Abstractó Optical burst switching (OBS) is a switching technique that was proposed as a hybrid switching technology to support the next generation Internet. In OBS, incoming IP packets are assembled into super-sized packets called data bursts. Burst contention is a well-known challenging problem in Optical Burst Switching (OBS) networks. Burst contention can be resolved using several approaches, such as wavelength conversion, buffering based on fiber delay line (FDL) or deflection routing Retransmission technique is used to reduce the Burst Loss Ratio (BLR) by deflecting dropped bursts. Segmentation also resolves contention by dividing the contended burst into smaller parts called segments. Combining deflection routing technique and retransmission technique outperforms both pure deflection and pure retransmission techniques to improve the performance. Previous work uses only static combination of retransmission and deflection of bursts to reduce contention. This paper proposes a dynamic protocol to resolve contention based on combining deflection, retransmission and delaying bursts to improve the OBS performance. Experiments were conducted to test the proposed protocol. The proposed technique was tested on complex models such as NSFNET and COST238 topologies. Results show that the proposed protocol outperforms existing techniques in terms of burst lost ratio.

Index Termsó OBS networks, contention resolution techniques, retransmission techniques. 
 
1   INTRODUCTION 
Optical Burst Switching (OBS) ‎[1] is a promising technology that is used to handle bursty and dynamic Internet Protocol traffic in optical networks effectively.
In OBS networks, user data that could be sent in terms of IP packets is assembled as a huge segment called data bursts, which is sent using one-way resource reservation. The burst is preceded in time, called offset time, by a control packet, called Burst Header Packet (BHP). BHP is sent on a separate control wavelength and requests resource allocation at each switch.
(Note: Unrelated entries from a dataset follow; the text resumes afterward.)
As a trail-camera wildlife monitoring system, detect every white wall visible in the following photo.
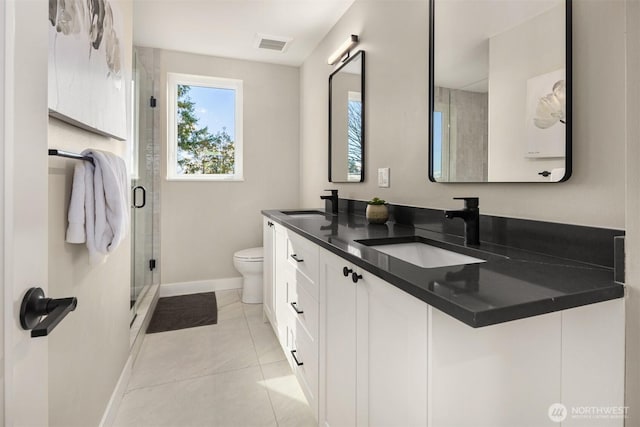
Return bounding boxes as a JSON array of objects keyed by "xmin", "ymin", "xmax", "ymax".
[
  {"xmin": 0, "ymin": 0, "xmax": 5, "ymax": 421},
  {"xmin": 47, "ymin": 1, "xmax": 133, "ymax": 425},
  {"xmin": 300, "ymin": 0, "xmax": 626, "ymax": 229},
  {"xmin": 158, "ymin": 50, "xmax": 300, "ymax": 285},
  {"xmin": 625, "ymin": 0, "xmax": 640, "ymax": 422},
  {"xmin": 488, "ymin": 5, "xmax": 565, "ymax": 181}
]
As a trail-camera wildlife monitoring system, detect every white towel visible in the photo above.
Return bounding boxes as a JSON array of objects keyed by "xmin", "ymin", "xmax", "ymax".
[
  {"xmin": 66, "ymin": 149, "xmax": 129, "ymax": 265},
  {"xmin": 65, "ymin": 162, "xmax": 87, "ymax": 243}
]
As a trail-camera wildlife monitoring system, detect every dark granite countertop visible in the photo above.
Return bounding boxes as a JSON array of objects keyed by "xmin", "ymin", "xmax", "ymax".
[{"xmin": 262, "ymin": 209, "xmax": 624, "ymax": 328}]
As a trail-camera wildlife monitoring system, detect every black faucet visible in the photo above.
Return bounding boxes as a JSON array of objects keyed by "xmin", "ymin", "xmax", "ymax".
[
  {"xmin": 444, "ymin": 197, "xmax": 480, "ymax": 245},
  {"xmin": 321, "ymin": 189, "xmax": 339, "ymax": 215}
]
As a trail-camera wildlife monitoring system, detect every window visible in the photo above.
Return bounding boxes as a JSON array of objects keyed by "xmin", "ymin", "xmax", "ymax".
[
  {"xmin": 432, "ymin": 111, "xmax": 443, "ymax": 179},
  {"xmin": 167, "ymin": 73, "xmax": 243, "ymax": 181},
  {"xmin": 347, "ymin": 91, "xmax": 362, "ymax": 182}
]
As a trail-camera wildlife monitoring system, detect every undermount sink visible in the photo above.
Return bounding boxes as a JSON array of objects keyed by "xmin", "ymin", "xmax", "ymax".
[
  {"xmin": 281, "ymin": 210, "xmax": 327, "ymax": 218},
  {"xmin": 358, "ymin": 238, "xmax": 486, "ymax": 269}
]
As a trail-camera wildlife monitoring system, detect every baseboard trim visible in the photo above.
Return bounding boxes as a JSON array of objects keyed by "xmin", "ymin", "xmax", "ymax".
[{"xmin": 160, "ymin": 277, "xmax": 242, "ymax": 297}]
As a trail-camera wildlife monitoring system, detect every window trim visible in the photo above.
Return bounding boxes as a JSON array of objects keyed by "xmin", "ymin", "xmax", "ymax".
[{"xmin": 167, "ymin": 72, "xmax": 244, "ymax": 181}]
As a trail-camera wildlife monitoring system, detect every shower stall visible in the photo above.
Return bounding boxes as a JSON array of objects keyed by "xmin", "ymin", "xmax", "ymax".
[{"xmin": 130, "ymin": 48, "xmax": 159, "ymax": 323}]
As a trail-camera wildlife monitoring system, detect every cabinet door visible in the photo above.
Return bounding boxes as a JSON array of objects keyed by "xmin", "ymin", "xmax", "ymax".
[
  {"xmin": 320, "ymin": 252, "xmax": 357, "ymax": 427},
  {"xmin": 262, "ymin": 217, "xmax": 275, "ymax": 323},
  {"xmin": 428, "ymin": 308, "xmax": 561, "ymax": 427},
  {"xmin": 561, "ymin": 299, "xmax": 624, "ymax": 427},
  {"xmin": 357, "ymin": 272, "xmax": 428, "ymax": 427},
  {"xmin": 274, "ymin": 226, "xmax": 291, "ymax": 344}
]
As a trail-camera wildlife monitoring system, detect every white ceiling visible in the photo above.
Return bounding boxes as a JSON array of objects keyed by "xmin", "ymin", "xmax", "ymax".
[{"xmin": 133, "ymin": 0, "xmax": 355, "ymax": 66}]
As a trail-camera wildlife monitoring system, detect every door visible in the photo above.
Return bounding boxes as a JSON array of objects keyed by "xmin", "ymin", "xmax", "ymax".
[
  {"xmin": 130, "ymin": 49, "xmax": 155, "ymax": 320},
  {"xmin": 319, "ymin": 249, "xmax": 429, "ymax": 427},
  {"xmin": 359, "ymin": 272, "xmax": 428, "ymax": 427},
  {"xmin": 262, "ymin": 217, "xmax": 275, "ymax": 323},
  {"xmin": 274, "ymin": 226, "xmax": 290, "ymax": 344},
  {"xmin": 428, "ymin": 309, "xmax": 561, "ymax": 427},
  {"xmin": 3, "ymin": 0, "xmax": 50, "ymax": 424},
  {"xmin": 320, "ymin": 251, "xmax": 357, "ymax": 427}
]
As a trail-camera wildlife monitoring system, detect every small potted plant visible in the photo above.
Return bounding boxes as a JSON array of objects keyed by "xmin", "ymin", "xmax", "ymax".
[{"xmin": 366, "ymin": 197, "xmax": 389, "ymax": 224}]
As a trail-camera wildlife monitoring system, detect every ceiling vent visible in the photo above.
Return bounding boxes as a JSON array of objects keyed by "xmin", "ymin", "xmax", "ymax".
[{"xmin": 255, "ymin": 34, "xmax": 292, "ymax": 53}]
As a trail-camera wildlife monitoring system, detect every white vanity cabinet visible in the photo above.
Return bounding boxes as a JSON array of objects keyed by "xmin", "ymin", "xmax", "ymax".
[
  {"xmin": 262, "ymin": 216, "xmax": 321, "ymax": 419},
  {"xmin": 262, "ymin": 217, "xmax": 276, "ymax": 324},
  {"xmin": 262, "ymin": 216, "xmax": 625, "ymax": 427},
  {"xmin": 263, "ymin": 217, "xmax": 290, "ymax": 342},
  {"xmin": 428, "ymin": 308, "xmax": 562, "ymax": 427},
  {"xmin": 318, "ymin": 249, "xmax": 429, "ymax": 427},
  {"xmin": 273, "ymin": 223, "xmax": 290, "ymax": 344},
  {"xmin": 428, "ymin": 298, "xmax": 624, "ymax": 427},
  {"xmin": 318, "ymin": 250, "xmax": 357, "ymax": 427},
  {"xmin": 284, "ymin": 230, "xmax": 320, "ymax": 418}
]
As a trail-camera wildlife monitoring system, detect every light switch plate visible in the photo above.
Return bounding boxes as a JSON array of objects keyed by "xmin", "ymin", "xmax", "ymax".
[{"xmin": 378, "ymin": 168, "xmax": 390, "ymax": 187}]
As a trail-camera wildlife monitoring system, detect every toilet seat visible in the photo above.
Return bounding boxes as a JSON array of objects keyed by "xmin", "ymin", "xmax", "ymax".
[{"xmin": 234, "ymin": 247, "xmax": 263, "ymax": 262}]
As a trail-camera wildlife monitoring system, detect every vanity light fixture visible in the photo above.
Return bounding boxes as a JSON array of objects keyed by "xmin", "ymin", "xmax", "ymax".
[{"xmin": 327, "ymin": 34, "xmax": 359, "ymax": 65}]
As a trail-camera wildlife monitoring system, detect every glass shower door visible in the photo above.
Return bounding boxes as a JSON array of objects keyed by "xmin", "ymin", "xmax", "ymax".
[{"xmin": 130, "ymin": 50, "xmax": 155, "ymax": 321}]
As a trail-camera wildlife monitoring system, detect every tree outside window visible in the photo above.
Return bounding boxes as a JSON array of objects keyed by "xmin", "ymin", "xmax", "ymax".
[
  {"xmin": 167, "ymin": 73, "xmax": 243, "ymax": 181},
  {"xmin": 176, "ymin": 85, "xmax": 235, "ymax": 175}
]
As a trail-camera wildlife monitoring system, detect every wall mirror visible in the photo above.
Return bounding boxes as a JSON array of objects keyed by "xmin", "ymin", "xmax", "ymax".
[
  {"xmin": 429, "ymin": 0, "xmax": 571, "ymax": 183},
  {"xmin": 329, "ymin": 50, "xmax": 365, "ymax": 182}
]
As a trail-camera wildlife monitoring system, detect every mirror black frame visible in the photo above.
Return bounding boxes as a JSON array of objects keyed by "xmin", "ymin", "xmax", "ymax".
[
  {"xmin": 428, "ymin": 0, "xmax": 572, "ymax": 183},
  {"xmin": 329, "ymin": 50, "xmax": 365, "ymax": 183}
]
When the control packet arrives at a switch, the capacity is reserved in the cross-connect for the burst. If the needed capacity can be reserved at a given time, the burst can then pass through the cross-connect without the need of buffering or processing in the electronic domain.
Since data bursts and control packets are sent out without waiting for an acknowledgment, the burst could be dropped due to resource contention or due to insufficient offset time if the burst catches up the control packet. Thus, it is clear that burst contention resolution approaches play an essential role to reduce the Burst Loss Ratio (BLR) in OBS networks ‎[3].
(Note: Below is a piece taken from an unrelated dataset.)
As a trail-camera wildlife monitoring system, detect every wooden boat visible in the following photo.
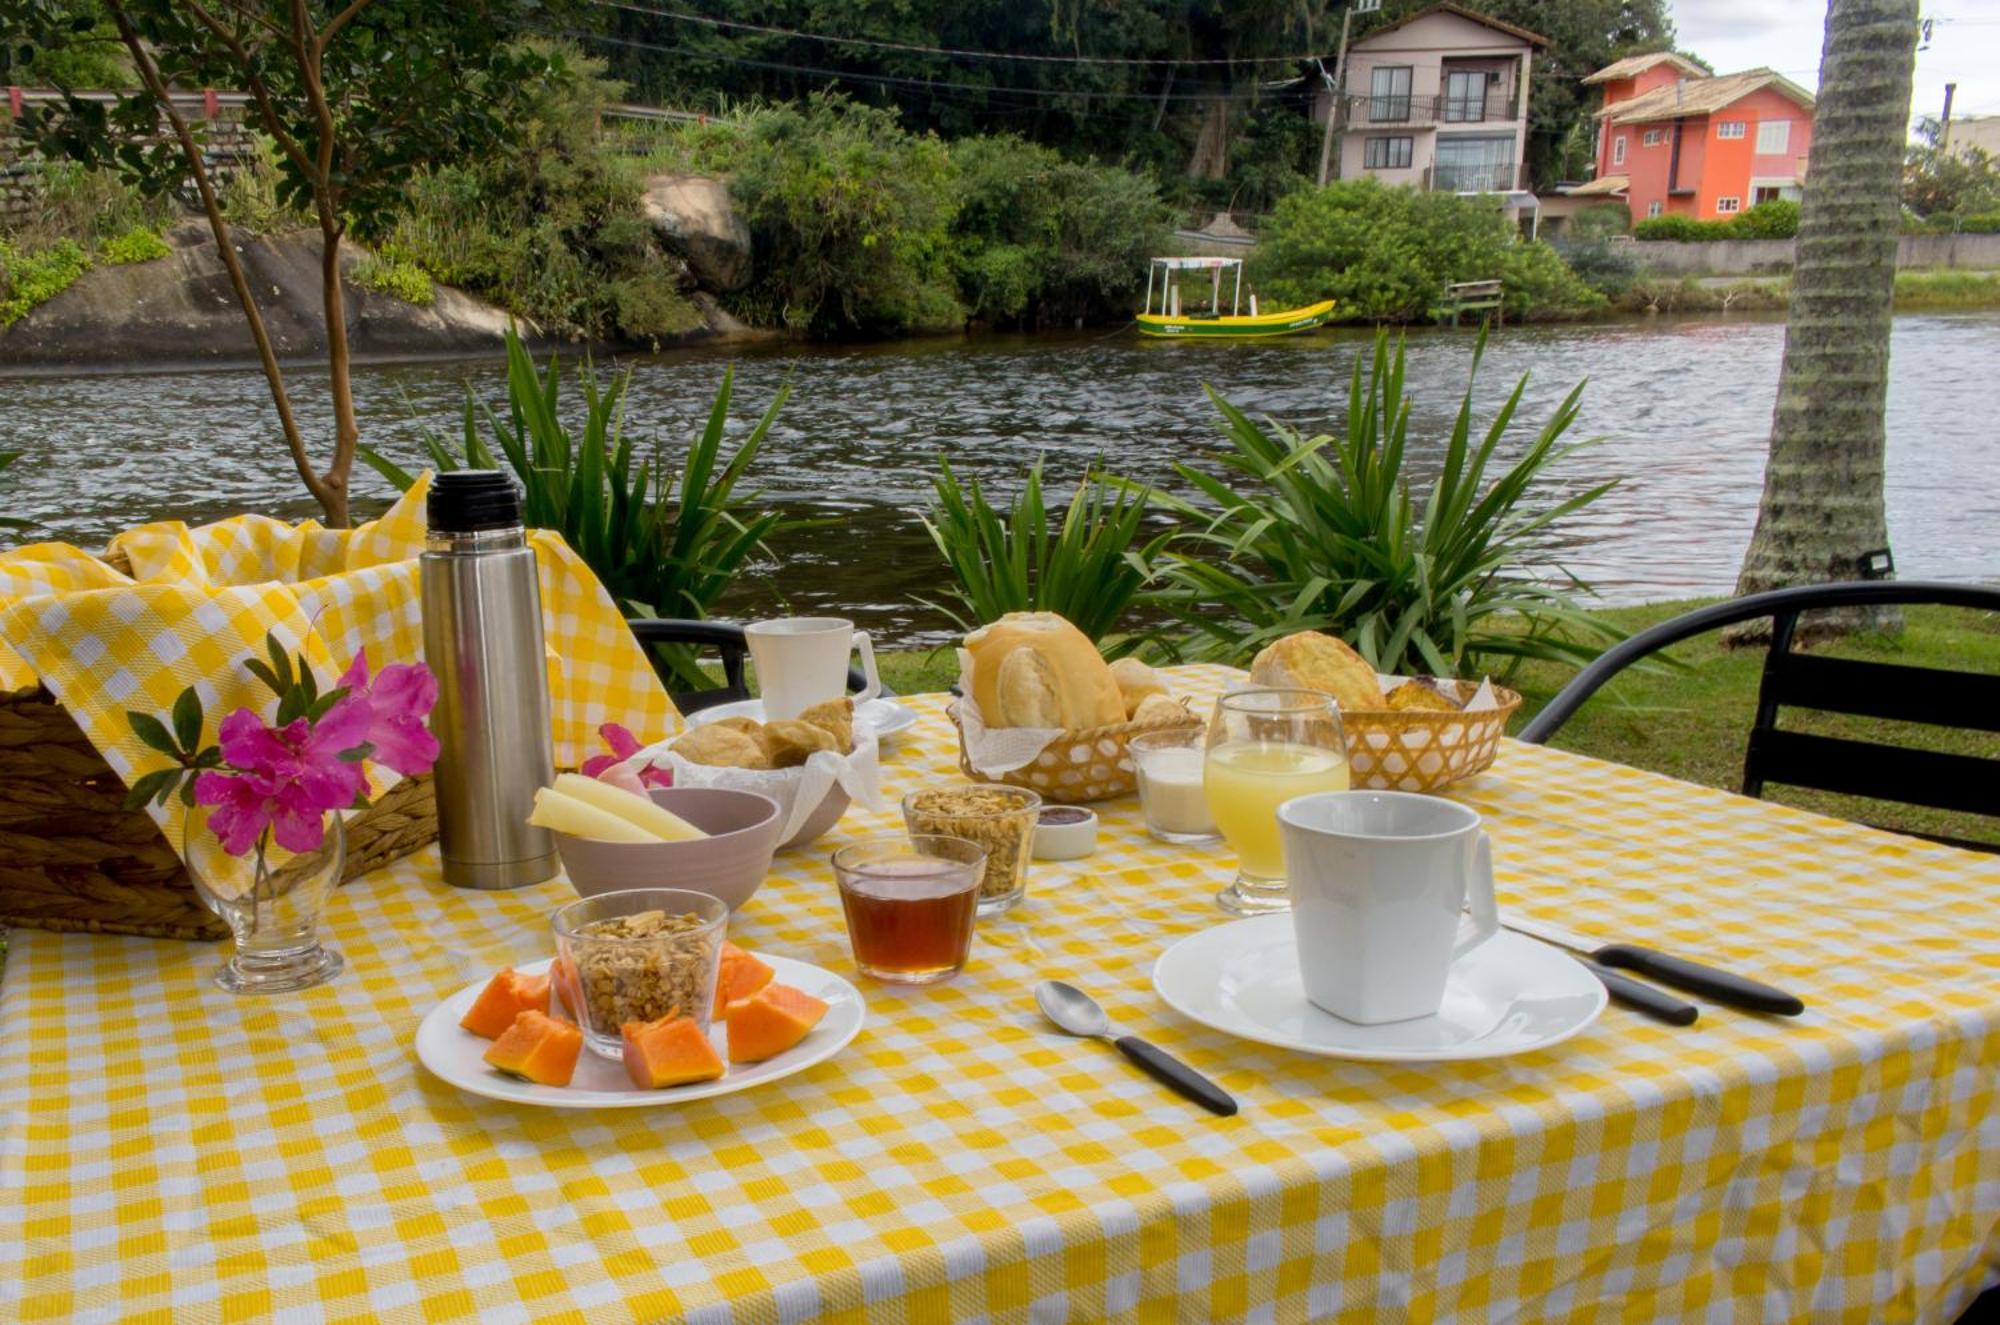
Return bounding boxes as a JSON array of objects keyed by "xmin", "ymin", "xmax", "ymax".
[{"xmin": 1136, "ymin": 257, "xmax": 1333, "ymax": 338}]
Burst contention can be resolved using several approaches, such as wavelength conversion, buffering based on fiber delay line (FDL) or deflection routing. Another approach, called burst segmentation, resolves contention by dividing the contended burst into smaller parts called segments, so that a segment is dropped rather than the entire burst.
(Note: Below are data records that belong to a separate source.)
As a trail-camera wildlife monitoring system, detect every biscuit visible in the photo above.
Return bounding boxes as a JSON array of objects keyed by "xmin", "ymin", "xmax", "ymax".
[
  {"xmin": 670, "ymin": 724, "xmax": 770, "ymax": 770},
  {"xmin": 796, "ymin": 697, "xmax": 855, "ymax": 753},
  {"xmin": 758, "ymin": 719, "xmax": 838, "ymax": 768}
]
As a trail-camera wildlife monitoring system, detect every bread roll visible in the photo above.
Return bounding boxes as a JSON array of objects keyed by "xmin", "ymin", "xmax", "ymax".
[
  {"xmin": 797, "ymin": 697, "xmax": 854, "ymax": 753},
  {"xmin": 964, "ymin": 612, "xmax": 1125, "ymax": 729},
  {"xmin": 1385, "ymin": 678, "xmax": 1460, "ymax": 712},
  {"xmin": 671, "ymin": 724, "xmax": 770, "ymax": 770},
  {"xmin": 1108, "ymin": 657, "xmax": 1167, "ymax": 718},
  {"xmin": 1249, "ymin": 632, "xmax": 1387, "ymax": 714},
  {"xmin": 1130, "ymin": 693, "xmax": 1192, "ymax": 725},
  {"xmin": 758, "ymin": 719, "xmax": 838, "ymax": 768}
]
Deflection routing is an attractive solution to resolve the contention in OBS networks since it does not require extra cost in terms of physical components and uses the available spectral domain. However, as the load increases, deflection routing could lead to performance degradation and network instability ‎[4]. Since deflection cannot eradicate the burst loss, retransmission at the OBS layer has been suggested by Torra et al. ‎[5].
Several studies have performed to improve OBS perfor-mance, an implementation of TCP Vegas for OBS was experimented ‎[17]‎[14][16]. A congestion detection scheme for TCP over OBS is studied in ‎[20]‎[10]. Several issues, solutions and challenges related to TCP over OBS networks are studied in ‎[12]. Some collaboration was performed to improve the TCP based on a dynamic approach for contention loss notification‎[2]‎[13]. Different TCP characteristics were studied in ‎[15] and their effect on OBS including a responsive rate control for the TCP when used over OBS network. Improving fairness for optical burst switching networks is studied in ‎[16]. Studying cluster processing for OBS taking into consideration the signal processing receivers are discussed in ‎[18].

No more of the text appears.